Obviously, one can choose

$$\begin{aligned} \tilde{d}_{ij} (t)= 1, T=\pi , \kappa =1, \ L^{F} =L^{G} =\frac{1}{20}, \;M_{F}=M_{G}=\frac{\pi }{40}, \ K_{ij}=e^{\frac{3}{10} },\quad i,j=1,2, \end{aligned}$$

and

$$\begin{aligned} I\approx 0.27, \ \delta \approx 0.28, \ \mu (t)=e^{t} \quad \ \text{ for } \text{ all } t\ge 0,\\ \mu (t)=1 \quad \ \text{ for } \text{ all } t< 0 \end{aligned}$$

such that SICNNs (1.1) with (4.1) satisfy all the hypothesis mentioned in Section 2. Based on Theorem 3.1, we can conclude that system (1.1) has exactly one weighted pseudo-anti-periodic solution \(x^{*}(t)\in PAP^{T,\mu }({\mathbb {R}},{\mathbb {R}}^{4})\), and all state vectors of system (1.1) converge exponentially to \(x^{*}(t)\) as \(t\rightarrow +\infty\). Here, the exponential convergence rate \(\lambda \approx 0.02\). The time–response curve is given in Fig. 1, and there are three different groups initial values with \((1.1,-3.1,4.1,-3.1),(-3.2,4.1,-1.1,2.1),(3.1,-4.1,1.1,-2).\)

Fig. 1
figure 1

Numerical simulations for the state vectors of SICNNs (1.1) with (4.1)

Full size image

Remark 4.1

In the real world, there is little purely periodic phenomenon, and this motivates us to study the pseudo-almost-periodic and weighted pseudo-almost-periodic situations. In this work, we show that for the same assumptions in [21] plus other assumptions that we add to realize our demonstrations, allows us to show the dynamic characteristics of (1.1) in a weighted pseudo-anti-periodic set broader than the anti-periodic set in [21]. Since weighted pseudo-anti-periodic SICNNs with mixed delays has not been touched in [711, 21], our results improve and extend the corresponding ones in the above references.

5 Conclusions

In this manuscript, we have investigated shunting inhibitory cellular neural networks with mixed delays.

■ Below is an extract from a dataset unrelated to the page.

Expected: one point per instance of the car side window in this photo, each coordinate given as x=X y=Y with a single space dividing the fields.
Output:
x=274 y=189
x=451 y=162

With the aid of the contraction mapping fixed point theorem, differential inequality theory and the Lyapunov functional method, some sufficient criterion for the existence and global exponential stability of weighted pseudo-anti-periodic solutions of the system is established. In order to demonstrate the feasibility of the theoretical results, a numerical example is given. The established results were compared with those of recent methods existing in the literature. We expect to extend this work to other neural networks models with mixed delays. We will also study more types of weighted pseudo-almost-periodic solution problems on delayed neural networks models.